Jésus est toujours sur les Cornes d'Hattin, il continue le sermon sur la montagne. En premier lieu, le Seigneur rappelle qu'il ne change pas d'un iota la Loi, parce que c'est Lui-même qui l'a donnée avec la très sainte Trinité. Cependant, le Christ vient la compléter, sans pour autant la surcharger comme le font les hommes.

Après avoir défini l'homme saint, le Christ continue en disant que celui qui suit l'un des plus petits commandements sera grand dans le Royaume des Cieux et que celui qui violera l'un des Commandements sera l'un des plus petits dans le Royaume céleste. Le Maître enjoint à ne pas avoir la justice des pharisiens et des scribes, et il enjoint encore les hommes à se méfier des faux prophètes.

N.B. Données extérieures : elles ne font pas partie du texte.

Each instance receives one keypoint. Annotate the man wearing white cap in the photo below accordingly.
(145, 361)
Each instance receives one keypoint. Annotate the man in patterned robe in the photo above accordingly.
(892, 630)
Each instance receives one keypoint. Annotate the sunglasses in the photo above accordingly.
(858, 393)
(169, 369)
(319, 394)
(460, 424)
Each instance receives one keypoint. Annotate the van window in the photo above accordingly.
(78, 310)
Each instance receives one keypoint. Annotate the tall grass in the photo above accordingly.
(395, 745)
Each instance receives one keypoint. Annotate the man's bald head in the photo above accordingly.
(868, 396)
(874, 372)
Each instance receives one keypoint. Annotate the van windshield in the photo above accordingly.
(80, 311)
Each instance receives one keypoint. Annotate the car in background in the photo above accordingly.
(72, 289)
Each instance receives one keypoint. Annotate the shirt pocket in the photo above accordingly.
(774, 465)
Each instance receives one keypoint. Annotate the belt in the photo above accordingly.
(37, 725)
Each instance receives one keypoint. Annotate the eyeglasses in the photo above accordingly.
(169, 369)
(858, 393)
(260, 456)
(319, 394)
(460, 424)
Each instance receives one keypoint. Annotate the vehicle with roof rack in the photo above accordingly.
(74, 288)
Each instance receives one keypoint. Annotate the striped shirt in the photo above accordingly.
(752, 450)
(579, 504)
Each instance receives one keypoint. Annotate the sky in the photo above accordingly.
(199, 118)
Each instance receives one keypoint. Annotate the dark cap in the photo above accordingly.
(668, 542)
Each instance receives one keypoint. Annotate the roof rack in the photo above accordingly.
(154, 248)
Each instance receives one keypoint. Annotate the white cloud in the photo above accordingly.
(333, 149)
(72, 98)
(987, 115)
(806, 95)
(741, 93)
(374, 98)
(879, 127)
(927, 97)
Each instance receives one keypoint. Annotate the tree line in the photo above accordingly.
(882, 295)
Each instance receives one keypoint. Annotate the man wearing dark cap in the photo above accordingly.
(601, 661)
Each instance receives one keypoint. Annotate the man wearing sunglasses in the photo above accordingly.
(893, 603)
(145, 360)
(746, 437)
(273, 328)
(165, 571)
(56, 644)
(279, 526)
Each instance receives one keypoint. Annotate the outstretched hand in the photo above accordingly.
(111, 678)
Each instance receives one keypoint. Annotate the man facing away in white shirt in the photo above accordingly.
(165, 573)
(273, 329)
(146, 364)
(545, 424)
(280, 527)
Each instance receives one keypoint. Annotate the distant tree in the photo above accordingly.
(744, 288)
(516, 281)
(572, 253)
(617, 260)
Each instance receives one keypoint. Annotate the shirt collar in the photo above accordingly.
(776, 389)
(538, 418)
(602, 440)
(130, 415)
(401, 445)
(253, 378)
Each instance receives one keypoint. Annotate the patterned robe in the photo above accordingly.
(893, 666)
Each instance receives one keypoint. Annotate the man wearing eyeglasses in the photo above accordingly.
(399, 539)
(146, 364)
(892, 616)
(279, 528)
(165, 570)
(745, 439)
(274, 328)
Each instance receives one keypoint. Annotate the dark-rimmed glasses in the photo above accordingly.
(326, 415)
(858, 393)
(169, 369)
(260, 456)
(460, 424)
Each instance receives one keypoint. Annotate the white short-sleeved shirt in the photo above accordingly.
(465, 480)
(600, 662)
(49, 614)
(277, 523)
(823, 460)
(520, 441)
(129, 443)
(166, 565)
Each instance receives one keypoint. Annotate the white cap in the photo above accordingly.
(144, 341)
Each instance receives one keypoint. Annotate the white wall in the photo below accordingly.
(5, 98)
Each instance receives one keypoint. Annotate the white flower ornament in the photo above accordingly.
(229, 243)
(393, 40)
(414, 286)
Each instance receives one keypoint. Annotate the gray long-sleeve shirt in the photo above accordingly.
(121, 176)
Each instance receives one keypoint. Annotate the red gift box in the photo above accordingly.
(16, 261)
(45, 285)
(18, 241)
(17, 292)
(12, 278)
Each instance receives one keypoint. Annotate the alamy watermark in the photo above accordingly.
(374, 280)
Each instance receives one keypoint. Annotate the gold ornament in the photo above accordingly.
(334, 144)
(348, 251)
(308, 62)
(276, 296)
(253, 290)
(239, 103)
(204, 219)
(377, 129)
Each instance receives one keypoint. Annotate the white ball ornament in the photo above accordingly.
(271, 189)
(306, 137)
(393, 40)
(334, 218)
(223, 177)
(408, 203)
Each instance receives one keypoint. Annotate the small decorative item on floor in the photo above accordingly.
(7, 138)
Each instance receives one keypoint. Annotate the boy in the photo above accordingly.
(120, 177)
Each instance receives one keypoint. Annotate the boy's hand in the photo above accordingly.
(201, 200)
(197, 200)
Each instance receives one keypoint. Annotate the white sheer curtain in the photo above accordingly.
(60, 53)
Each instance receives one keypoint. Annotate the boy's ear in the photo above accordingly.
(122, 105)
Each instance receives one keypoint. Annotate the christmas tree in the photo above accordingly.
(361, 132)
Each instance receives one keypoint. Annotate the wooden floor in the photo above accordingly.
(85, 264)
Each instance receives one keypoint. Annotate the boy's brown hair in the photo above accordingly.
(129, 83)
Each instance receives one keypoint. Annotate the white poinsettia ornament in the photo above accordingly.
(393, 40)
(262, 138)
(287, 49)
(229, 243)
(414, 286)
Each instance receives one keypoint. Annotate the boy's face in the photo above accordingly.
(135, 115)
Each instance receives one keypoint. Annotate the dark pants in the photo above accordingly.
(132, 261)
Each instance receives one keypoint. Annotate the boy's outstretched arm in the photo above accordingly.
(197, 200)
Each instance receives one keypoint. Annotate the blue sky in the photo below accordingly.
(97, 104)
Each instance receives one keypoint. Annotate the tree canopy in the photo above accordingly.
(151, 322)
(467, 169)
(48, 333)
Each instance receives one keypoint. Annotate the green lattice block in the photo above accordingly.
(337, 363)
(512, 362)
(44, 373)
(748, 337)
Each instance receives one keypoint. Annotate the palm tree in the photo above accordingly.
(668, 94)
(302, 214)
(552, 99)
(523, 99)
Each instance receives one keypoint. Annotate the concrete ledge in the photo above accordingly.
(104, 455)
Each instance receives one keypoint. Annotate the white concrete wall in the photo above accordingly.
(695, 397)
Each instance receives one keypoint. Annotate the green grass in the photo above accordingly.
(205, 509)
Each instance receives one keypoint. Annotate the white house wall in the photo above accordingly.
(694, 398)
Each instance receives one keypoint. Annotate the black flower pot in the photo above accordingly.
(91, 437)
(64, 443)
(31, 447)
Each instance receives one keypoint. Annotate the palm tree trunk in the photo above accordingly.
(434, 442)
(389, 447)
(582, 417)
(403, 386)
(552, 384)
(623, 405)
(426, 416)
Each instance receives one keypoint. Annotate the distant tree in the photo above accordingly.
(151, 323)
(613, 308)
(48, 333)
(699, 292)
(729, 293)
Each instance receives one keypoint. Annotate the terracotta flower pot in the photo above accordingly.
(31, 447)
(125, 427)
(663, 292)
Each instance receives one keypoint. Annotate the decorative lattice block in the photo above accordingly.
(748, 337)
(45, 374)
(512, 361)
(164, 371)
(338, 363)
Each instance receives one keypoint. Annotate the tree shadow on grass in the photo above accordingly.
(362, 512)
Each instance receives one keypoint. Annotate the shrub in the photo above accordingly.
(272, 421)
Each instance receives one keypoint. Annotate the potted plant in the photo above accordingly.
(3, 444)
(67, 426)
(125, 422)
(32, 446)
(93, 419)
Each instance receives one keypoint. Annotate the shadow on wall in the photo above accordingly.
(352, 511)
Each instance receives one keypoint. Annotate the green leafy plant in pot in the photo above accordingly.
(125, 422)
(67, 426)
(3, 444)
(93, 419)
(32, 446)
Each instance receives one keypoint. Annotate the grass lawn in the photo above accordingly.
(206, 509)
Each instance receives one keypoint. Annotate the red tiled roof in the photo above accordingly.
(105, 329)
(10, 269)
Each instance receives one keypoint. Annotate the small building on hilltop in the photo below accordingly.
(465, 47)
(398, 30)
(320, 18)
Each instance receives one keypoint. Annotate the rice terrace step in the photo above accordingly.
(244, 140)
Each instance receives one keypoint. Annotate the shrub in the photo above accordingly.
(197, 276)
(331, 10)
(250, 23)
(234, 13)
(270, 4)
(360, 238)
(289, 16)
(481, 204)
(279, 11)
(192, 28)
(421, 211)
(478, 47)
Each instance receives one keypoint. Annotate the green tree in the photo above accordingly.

Dans un second temps, Jésus revient sur l'amour du prochain et donne quelques traits qu'on retrouve dans l'Evangile : aimer et pardonner, tendre l'autre joue en pensant qu'il vaut mieux qu'il nous frappe plutôt qu'il ne s'en prenne à quelqu'un qui ne pourra la supporter, et ainsi de suite. Il invite à se montrer généreux, à donner notre tunique pour ne pas que notre frère commette un double vol si on cherche à nous dérober, quelque chose. Enfin, le Christ revient sur la parole : "Oeil pour oeil, dent pour dent" pour la remplacer par l'amour, et il nous encourage à être parfait comme notre Père céleste, à ne pas nous fâcher et à ne pas garder de la rancune contre le prochain, mais à nous réconcilier avec lui.

Quand le Maître termine son discours, Jésus parle de quelqu'un qui le hait, et qui n'ose pas demander le miracle. Le Seigneur accomplit quand même un prodige pour le guérir, mais quand ses apôtres l'interrogent, il leur déclare que les écailles sont tombées de ses yeux, et pas de son coeur.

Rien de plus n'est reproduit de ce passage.